It seems like it would be perfectly normal for this scenario to error out if the given import is a Wasm function, unless the standard were extended to allow specifying functions with different signatures invoking automatic coercion as well.

While I have originally been cautious of removing duplicate imports, I now strongly support this change.

The crucial observation is that duplicate imports cannot be handled in various environments, as @lukewagner points out. And as he says, that is problematic even for JS use cases.

Most importantly, it breaks a basic modular property, namely that all imports can be equally implemented by Wasm or by host modules. That is important for use cases like virtualisation.

Duplicate imports effectively force either an overloading or a dynamic typing mechanism on the client side, which is bad, because not every client has means to support that (including other Wasm modules).

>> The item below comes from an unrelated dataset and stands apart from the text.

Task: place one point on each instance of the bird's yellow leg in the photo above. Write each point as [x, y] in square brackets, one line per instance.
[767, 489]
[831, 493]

And this is a real problem in practice, as the history of the test suite has demonstrated.

@titzer, I'm afraid I don't follow. Unambiguous naming seems like an orthogonal problem to parameterisation. Even if we had the latter, we still would want to make sure that names uniquely determine a (parameterised) entity. Probably even more so, since resolving overloaded import names by other means gets even more complicated when these other means get more complex?

Like I said, names don't matter to engines, so their uniqueness doesn't matter to engines either. They matter to _linkers_, so it's a particular linking solution's choice if it wants to enforce uniqueness on import names (or export names for that matter). And linkers in the limit will require a fully programmable solution in the end, which is not only first class modules and instances, but JITing and the ability to incrementally construct them.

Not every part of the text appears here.